Wijsbegeerte notities
Les 1: Wat is filosofie?
Het is een dubbele vraag:
- Positieve definitie: filosofie is…
- Negatieve definitie: filosofie verschilt van…
- Een dubbele doelstelling
Essentie (wat moet) = alle + enkel
Vb.: goud moet 79 onderdelen hebben
Essentiële eigenschap van filosofie/ begrip van ziekte bestaat NIET
= anti-essentialistische visie
Filosofie definiëren gaat niet, pogingen zullen altijd mislukken
Gebruiken om positieve betekenis te definiëren
Wat onderscheid de filosofie van andere aanverwante domeinen?
3 kenmerken….
1. Een attitude
Filosofie = liefde voor levenswijsheid, het verlangen naar altijd meer weten
maar ook politici, wetenschappers kunnen levenswijs zijn
attitude van filosofen = kritisch denken? (gewoontes, alledaagse zekerheden & fundamenten,
details,… w in twijfel getrokken)
→ Is kritisch denken de essentie van filosofie?
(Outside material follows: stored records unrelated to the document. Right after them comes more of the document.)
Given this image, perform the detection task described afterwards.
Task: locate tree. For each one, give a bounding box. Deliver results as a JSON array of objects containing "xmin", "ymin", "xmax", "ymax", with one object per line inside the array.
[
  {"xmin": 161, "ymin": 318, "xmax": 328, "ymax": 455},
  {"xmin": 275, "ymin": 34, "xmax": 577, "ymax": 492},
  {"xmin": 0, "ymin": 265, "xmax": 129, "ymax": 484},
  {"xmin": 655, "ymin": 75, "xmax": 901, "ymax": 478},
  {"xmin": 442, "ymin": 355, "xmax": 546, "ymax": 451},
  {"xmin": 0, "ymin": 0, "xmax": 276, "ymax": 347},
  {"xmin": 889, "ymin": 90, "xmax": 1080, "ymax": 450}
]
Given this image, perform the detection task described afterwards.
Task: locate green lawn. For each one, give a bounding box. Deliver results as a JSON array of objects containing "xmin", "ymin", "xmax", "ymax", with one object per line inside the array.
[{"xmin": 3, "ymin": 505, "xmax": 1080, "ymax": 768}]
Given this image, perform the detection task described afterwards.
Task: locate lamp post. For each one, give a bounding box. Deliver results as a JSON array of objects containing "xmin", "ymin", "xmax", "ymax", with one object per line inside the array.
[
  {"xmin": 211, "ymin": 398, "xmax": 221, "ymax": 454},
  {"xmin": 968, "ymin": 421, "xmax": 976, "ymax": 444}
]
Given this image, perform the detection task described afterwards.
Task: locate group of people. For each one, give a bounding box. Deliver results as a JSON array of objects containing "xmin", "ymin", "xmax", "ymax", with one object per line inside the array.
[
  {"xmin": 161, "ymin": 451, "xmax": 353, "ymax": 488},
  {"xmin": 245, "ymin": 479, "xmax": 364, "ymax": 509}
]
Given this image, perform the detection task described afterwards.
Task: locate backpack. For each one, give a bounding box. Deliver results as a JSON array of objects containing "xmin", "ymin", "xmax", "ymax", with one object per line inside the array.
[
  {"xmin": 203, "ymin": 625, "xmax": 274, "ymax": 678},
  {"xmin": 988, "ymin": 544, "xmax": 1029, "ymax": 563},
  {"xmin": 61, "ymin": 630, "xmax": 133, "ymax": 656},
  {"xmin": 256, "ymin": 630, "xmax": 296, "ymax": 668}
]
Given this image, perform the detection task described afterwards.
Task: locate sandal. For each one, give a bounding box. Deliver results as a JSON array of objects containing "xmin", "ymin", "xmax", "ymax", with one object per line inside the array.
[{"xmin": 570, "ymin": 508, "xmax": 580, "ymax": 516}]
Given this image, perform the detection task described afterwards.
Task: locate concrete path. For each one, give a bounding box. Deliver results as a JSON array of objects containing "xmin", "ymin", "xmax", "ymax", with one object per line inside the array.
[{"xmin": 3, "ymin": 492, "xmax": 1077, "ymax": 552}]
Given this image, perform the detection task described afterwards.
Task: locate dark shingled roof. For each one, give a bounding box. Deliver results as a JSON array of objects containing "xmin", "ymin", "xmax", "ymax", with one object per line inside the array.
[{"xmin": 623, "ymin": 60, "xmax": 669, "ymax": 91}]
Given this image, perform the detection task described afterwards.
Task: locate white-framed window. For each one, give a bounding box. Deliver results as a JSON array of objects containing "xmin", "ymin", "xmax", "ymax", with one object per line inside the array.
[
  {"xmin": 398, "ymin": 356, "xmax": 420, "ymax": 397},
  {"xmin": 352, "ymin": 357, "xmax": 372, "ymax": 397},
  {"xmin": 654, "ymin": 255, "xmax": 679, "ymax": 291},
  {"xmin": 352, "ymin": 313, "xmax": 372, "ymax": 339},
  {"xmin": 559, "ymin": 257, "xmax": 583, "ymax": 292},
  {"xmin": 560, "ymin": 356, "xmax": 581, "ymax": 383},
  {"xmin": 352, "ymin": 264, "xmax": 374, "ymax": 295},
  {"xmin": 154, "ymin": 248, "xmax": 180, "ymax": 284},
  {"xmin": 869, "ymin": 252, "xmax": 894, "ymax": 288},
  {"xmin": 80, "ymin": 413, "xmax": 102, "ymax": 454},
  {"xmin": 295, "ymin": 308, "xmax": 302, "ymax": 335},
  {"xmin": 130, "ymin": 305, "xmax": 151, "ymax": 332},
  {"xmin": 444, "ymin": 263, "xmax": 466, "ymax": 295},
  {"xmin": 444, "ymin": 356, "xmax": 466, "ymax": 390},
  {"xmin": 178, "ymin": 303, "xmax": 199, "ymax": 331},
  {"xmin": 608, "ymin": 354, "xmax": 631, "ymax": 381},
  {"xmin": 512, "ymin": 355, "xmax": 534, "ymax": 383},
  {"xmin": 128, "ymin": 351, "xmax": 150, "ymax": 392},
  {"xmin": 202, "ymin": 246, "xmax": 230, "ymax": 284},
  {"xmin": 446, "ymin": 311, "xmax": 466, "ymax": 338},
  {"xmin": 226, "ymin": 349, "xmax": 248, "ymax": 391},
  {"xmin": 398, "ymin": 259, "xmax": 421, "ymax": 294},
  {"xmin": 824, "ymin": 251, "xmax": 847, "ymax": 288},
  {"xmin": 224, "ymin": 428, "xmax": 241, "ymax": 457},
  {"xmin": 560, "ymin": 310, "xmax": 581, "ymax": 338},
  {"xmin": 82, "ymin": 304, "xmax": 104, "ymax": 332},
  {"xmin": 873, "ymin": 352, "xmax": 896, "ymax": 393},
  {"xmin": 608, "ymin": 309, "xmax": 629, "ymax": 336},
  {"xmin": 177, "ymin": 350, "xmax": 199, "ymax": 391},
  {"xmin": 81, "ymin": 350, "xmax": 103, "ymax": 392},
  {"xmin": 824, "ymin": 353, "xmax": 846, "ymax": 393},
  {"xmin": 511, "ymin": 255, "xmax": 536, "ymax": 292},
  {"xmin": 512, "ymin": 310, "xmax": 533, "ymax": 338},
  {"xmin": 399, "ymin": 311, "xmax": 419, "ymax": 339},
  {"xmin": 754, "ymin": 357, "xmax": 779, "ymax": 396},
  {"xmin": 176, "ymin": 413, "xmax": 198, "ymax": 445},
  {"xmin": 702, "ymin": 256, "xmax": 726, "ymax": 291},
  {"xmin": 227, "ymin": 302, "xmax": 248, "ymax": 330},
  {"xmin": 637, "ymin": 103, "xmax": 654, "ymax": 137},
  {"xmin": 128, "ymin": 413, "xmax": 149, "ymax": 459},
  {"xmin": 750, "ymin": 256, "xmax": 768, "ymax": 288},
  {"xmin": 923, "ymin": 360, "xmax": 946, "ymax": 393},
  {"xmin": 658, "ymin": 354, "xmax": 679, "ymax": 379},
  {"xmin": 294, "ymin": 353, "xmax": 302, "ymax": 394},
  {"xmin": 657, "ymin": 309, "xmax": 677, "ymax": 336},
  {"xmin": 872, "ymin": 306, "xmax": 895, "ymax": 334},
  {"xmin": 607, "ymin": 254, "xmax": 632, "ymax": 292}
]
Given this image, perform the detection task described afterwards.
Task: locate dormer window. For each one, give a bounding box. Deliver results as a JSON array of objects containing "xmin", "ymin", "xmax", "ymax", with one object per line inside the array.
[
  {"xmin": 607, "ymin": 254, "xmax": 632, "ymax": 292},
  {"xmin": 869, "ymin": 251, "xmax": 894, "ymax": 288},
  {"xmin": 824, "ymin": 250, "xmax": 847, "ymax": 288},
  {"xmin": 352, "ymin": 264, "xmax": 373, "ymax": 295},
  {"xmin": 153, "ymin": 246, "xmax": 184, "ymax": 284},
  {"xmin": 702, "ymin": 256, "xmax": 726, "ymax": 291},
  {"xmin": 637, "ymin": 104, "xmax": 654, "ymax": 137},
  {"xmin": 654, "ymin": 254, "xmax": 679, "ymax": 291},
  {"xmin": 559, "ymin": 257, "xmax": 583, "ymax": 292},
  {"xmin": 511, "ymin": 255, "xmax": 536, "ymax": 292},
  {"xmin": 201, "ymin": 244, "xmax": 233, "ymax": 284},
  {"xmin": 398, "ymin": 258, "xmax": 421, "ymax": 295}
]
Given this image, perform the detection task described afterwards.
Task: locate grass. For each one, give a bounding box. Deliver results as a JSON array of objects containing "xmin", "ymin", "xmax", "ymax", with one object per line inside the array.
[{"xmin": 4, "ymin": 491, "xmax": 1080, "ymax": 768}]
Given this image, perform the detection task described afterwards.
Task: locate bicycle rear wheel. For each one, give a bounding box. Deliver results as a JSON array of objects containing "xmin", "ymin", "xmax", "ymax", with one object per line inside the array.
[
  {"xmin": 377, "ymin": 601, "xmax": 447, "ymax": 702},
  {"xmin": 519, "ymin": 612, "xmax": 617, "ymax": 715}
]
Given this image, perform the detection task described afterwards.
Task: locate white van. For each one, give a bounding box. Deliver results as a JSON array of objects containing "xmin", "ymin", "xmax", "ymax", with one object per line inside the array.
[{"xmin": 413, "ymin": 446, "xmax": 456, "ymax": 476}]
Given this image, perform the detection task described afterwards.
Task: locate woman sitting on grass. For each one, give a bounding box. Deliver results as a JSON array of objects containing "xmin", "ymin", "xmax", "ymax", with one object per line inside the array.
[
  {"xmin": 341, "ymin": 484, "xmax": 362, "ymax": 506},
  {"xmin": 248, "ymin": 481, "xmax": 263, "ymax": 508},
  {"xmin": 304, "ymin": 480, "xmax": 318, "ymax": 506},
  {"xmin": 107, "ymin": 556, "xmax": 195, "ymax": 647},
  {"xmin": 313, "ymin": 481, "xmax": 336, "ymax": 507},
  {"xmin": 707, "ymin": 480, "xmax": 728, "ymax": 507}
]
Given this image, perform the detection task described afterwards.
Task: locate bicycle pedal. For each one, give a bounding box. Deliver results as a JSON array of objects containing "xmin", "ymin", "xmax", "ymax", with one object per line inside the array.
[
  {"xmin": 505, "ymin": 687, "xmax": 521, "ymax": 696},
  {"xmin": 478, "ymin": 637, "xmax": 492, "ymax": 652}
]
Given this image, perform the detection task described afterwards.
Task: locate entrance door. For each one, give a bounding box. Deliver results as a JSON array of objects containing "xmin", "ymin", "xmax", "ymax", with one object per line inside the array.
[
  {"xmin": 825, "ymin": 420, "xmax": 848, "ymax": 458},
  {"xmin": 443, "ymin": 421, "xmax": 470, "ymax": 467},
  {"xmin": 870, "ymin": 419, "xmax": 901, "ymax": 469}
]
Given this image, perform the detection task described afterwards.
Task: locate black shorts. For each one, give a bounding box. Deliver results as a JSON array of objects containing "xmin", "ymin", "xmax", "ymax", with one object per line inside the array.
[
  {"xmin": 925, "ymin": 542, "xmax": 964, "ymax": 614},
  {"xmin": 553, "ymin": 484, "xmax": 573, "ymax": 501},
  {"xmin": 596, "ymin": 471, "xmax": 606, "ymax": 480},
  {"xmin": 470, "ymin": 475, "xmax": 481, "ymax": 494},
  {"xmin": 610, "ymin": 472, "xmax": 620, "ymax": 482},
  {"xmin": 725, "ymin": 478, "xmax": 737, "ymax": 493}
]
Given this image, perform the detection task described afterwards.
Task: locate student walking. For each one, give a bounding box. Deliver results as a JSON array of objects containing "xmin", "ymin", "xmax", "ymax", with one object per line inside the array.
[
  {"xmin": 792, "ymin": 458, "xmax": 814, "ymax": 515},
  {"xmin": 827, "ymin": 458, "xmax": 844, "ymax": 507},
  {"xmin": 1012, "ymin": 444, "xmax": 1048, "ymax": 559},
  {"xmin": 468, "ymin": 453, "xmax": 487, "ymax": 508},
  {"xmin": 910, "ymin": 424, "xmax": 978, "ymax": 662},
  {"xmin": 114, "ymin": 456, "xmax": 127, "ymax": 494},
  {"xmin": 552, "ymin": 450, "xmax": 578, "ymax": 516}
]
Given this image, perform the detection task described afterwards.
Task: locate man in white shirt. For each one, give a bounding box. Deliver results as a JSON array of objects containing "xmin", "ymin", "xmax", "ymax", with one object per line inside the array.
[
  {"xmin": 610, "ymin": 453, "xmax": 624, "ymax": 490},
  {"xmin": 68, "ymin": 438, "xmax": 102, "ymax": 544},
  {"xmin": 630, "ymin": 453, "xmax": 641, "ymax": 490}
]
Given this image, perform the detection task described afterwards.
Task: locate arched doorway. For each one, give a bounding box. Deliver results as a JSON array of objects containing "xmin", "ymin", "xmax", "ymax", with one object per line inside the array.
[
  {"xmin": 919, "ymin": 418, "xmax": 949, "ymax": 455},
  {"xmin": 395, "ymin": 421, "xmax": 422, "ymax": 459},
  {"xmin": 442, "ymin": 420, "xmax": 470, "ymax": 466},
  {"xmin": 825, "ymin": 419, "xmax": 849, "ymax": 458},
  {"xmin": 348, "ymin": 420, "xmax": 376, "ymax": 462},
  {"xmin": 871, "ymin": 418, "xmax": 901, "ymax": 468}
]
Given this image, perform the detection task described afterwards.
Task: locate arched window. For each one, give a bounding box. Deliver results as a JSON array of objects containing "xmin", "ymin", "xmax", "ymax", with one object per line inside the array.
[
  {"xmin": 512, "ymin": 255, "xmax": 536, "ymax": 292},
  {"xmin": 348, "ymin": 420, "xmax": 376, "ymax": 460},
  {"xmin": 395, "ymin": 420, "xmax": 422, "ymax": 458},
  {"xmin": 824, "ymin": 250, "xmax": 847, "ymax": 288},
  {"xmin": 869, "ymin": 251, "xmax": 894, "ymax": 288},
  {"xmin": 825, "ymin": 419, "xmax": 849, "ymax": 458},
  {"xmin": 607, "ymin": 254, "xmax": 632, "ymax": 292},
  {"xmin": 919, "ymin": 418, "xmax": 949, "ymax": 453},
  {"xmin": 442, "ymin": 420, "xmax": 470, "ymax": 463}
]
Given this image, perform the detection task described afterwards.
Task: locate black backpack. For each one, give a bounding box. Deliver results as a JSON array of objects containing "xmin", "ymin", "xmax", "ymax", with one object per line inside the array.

Autoriteiten w in twijfel getrokken & uitgedaagd; is hetgeen wat wij zien, denken, zeggen wel de
waarheid?
o Autoriteit v personen (politici, filosofen)
o Autoriteit v eigen vermogens (zintuigen, cognitie) bv Muller-Lyer illusie
Kritiek is niet einddoel
Doel = openen v mogelijkheid dat dingen anders kunnen zijn, mens moet zich niet zomaar
neerleggen bij status quo, de bestaande toestand
Eigen attitude aan filosofie maar niet uniek (want ook wetenschappers zijn kritisch) → niet essentie
van filosofie
Vb. Twijfel over het hebben van een lichaam?
-> doorgedreven twijfelzucht -> verlangen om een vertrekpunt (je kan enkel zeker zijn over het feit dat je
‘denkt’, het kan een illusie zijn dat je een lichaam hebt)
Idealisme: de overtuiging dat de buitenwereld zoals wij die denken te kennen, de materiële wereld,
bestaat niet, er is alleen maar ‘geest’ (Berkeley)
vb. ons lichaam : vanzelfsprekend → filosofen toch twijfelen?
⇒ Descartes: zou illusie kunnen zijn
⇒ enkel zeker van het zelf: solipsisme “ik denk, dus ik ben”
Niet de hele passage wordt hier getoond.